School report card confusion continues

Elementary teachers across B.C., including those in Chilliwack, are questioning whether they should be writing term 2 report cards.

Teacher job action may be done, but the waters are still muddy as to what teachers should or should not be doing.

Chilliwack teachers received a letter of expectation from the school district’s superintendent last week requiring them to write report cards, which is a responsibility as outlined in the school act.

However, the issue lies with the expectation of elementary school teachers having to write term-two report cards, which would have come out mid March – around the same time teachers were still engaged in job action.

(Middle and secondary school teachers only have to write term three and final report cards as per the letter of expectation.)

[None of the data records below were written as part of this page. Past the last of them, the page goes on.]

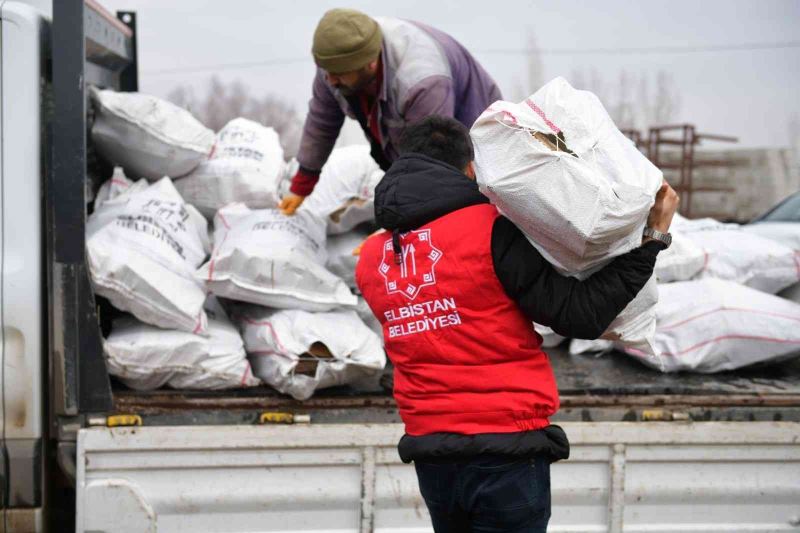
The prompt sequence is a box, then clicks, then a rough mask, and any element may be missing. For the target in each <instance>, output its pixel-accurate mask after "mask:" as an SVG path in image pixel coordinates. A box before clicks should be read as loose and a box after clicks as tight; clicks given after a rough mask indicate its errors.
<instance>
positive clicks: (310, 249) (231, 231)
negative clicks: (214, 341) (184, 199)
mask: <svg viewBox="0 0 800 533" xmlns="http://www.w3.org/2000/svg"><path fill="white" fill-rule="evenodd" d="M325 260H326V253H325V222H324V221H322V220H321V219H319V218H317V217H315V216H314V215H312V214H311V213H309V212H307V211H298V212H297V213H295V215H294V216H291V217H289V216H285V215H283V214H281V212H280V211H278V210H277V209H259V210H251V209H249V208H248V207H247V206H245V205H244V204H240V203H235V204H230V205H228V206H226V207H223V208H222V209H220V210H219V211H218V212H217V215H216V216H215V217H214V252H213V253H212V254H211V259H210V260H209V261H208V262H207V263H206V264H205V265H203V266H202V268H200V270H198V271H197V274H196V275H197V278H198V279H199V280H202V281H204V282H205V283H206V286H207V287H208V289H209V291H210V292H212V293H213V294H216V295H218V296H224V297H226V298H230V299H232V300H239V301H243V302H251V303H256V304H260V305H266V306H268V307H275V308H280V309H294V308H296V309H305V310H307V311H328V310H331V309H334V308H337V307H341V306H346V305H351V306H354V305H355V304H356V297H355V296H354V295H353V294H352V293H351V292H350V289H348V288H347V285H346V284H345V282H344V281H342V280H341V279H340V278H338V277H337V276H335V275H334V274H332V273H331V272H329V271H328V270H327V269H326V268H325V267H324V266H323V265H324V264H325Z"/></svg>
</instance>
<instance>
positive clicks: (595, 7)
mask: <svg viewBox="0 0 800 533" xmlns="http://www.w3.org/2000/svg"><path fill="white" fill-rule="evenodd" d="M101 3H102V4H103V5H105V6H106V7H108V8H109V9H111V10H116V9H130V10H135V11H137V12H138V24H139V58H140V90H142V91H145V92H150V93H153V94H156V95H159V96H165V95H166V94H167V93H168V92H169V91H170V90H171V89H172V88H174V87H176V86H177V85H180V84H188V85H191V86H192V87H194V88H195V90H196V91H198V92H200V93H202V91H203V88H204V87H205V85H206V84H207V82H208V79H209V77H210V76H211V75H213V74H217V75H219V76H220V77H221V78H222V79H223V80H226V81H231V80H235V79H238V80H240V81H242V82H243V83H244V84H245V85H247V86H248V87H249V88H250V90H251V91H252V92H253V93H254V94H258V95H261V94H264V93H272V94H275V95H278V96H280V97H282V98H284V99H285V100H286V101H288V102H289V103H291V104H292V105H293V106H295V107H296V109H297V110H298V111H299V112H300V113H301V114H302V115H305V112H306V109H307V102H308V98H309V96H310V93H311V80H312V78H313V75H314V68H315V67H314V64H313V61H312V59H311V55H310V49H311V37H312V34H313V32H314V28H315V26H316V23H317V21H318V20H319V18H320V17H321V16H322V14H323V13H324V12H325V11H326V10H327V9H330V8H333V7H353V8H356V9H360V10H362V11H364V12H366V13H368V14H370V15H384V16H396V17H402V18H409V19H414V20H419V21H422V22H425V23H427V24H430V25H432V26H435V27H437V28H439V29H441V30H444V31H446V32H448V33H450V34H451V35H452V36H454V37H455V38H456V39H458V40H459V41H461V43H462V44H464V45H465V46H466V47H467V48H468V49H469V50H470V51H472V53H473V54H474V55H475V56H476V57H477V58H478V59H479V61H481V63H482V64H483V65H484V67H485V68H486V69H487V70H488V71H489V73H490V74H491V75H492V76H493V77H494V78H495V79H496V80H497V82H498V84H499V85H500V88H501V90H503V92H504V95H505V96H506V97H507V98H509V99H510V97H511V96H512V95H516V94H517V93H518V92H519V90H520V89H523V90H524V91H525V92H526V93H527V92H533V91H534V90H535V89H536V88H535V87H527V78H528V75H527V66H526V65H527V62H526V55H525V54H524V53H522V52H520V50H521V49H523V48H525V47H526V46H528V39H529V37H528V36H529V34H533V35H534V36H535V39H536V44H537V45H538V47H539V48H542V49H545V52H544V53H543V55H542V56H541V59H542V67H543V75H544V78H545V80H549V79H551V78H553V77H555V76H565V77H567V79H570V77H571V75H572V73H573V72H575V71H576V70H584V71H586V72H589V71H591V70H592V69H594V70H595V71H596V72H597V73H598V75H599V76H600V77H601V78H603V79H604V80H605V81H606V82H607V84H608V85H609V87H611V86H613V84H614V83H615V81H616V80H617V79H618V77H619V73H620V72H621V71H622V70H626V71H628V72H629V73H630V74H632V75H635V76H642V75H645V76H648V77H649V79H650V81H651V84H652V82H653V80H654V79H655V75H656V73H657V72H658V71H666V72H668V73H669V74H670V75H671V76H672V78H673V80H674V84H675V87H676V89H677V92H678V93H679V95H680V107H679V112H678V113H677V114H676V116H675V118H674V121H677V122H692V123H695V124H696V125H697V126H698V128H699V129H700V130H701V131H705V132H709V133H720V134H728V135H735V136H738V137H739V138H740V139H741V143H740V146H768V145H779V146H784V145H786V144H787V142H788V138H789V135H788V129H789V128H788V124H789V121H790V118H791V117H792V116H798V115H800V44H798V43H800V1H798V0H737V1H731V0H704V1H702V2H700V1H697V0H670V1H665V0H650V1H647V2H640V1H634V0H628V1H622V0H603V1H602V2H601V1H588V0H587V1H576V0H572V1H570V2H563V1H558V0H549V1H523V0H517V1H502V0H498V1H492V2H490V1H486V0H482V1H472V0H469V1H467V0H437V1H433V0H424V1H422V0H411V1H395V2H386V1H384V2H378V1H369V0H351V1H348V2H346V3H341V2H335V1H324V0H296V1H275V0H272V1H266V0H263V1H259V0H226V1H225V2H219V1H216V0H214V1H212V0H101ZM769 43H783V47H782V48H762V49H738V50H716V51H696V52H688V51H681V52H678V53H675V52H673V53H664V52H660V53H653V51H652V50H648V51H647V53H642V52H640V53H629V52H628V53H620V52H619V51H617V52H615V53H608V52H605V53H587V52H586V51H590V50H597V49H602V50H608V49H612V50H618V49H630V48H639V49H641V48H646V49H652V48H662V49H663V48H674V47H694V48H695V49H701V50H705V49H706V48H708V47H717V46H720V47H725V46H745V45H752V44H759V45H763V44H769ZM787 43H788V44H787ZM564 49H569V50H576V49H577V50H580V51H581V52H580V53H575V52H571V53H563V51H564ZM555 52H559V53H555ZM241 63H267V64H260V65H254V66H250V67H242V66H239V67H222V66H223V65H231V64H241Z"/></svg>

“The union is looking at the expectation of the school district and determining whether any of the requests are something we would consider to be struck work and not necessary, particularly at the elementary level,” said Chilliwack Teachers’ Association president Katharin Midzain.

“The issue with the union is whether sending that information … is contrary to our job action.”

When interviewed by The Progress, Midzain would not publicly take a stand either way. She would not state whether the CTA believed the request to be reasonable, or whether it was in fact directing elementary teachers not to write report cards.

“We recognize that we’re not in job action right now, and so writing report cards is a reasonable request,” said Midzain. “But what we need to determine is it reasonable for all grades.”

Still, last month Susan Lambert, president of the BC Teachers’ Federation, stated teachers would not be writing retroactive report cards.

“Struck work is simply not done,” she said in a March 8 news release. “Clearly a requirement to make it up would render any strike ineffective. In this dispute, report cards would be considered struck work.”

When teachers started phase one of job action, one of the things omitted from their responsibilities were writing report cards.

The strike ended with the passing of Bill 22 legislation on March 15.

According to superintendent Michael Audet, term-two report cards for elementary schools would have been issued either the week before or the week after spring break, which started on March 19, depending on the school.

Midzain said the confusion stems from Bill 22.

“Bill 22 is a really complicated issue,” she said. “The unclear definitions of what is or isn’t job action and what is therefore subjected to fines and consequences has very much complicated something as simple as report cards.”

All teachers in B.C. received similar letters of expectation from their school district officials.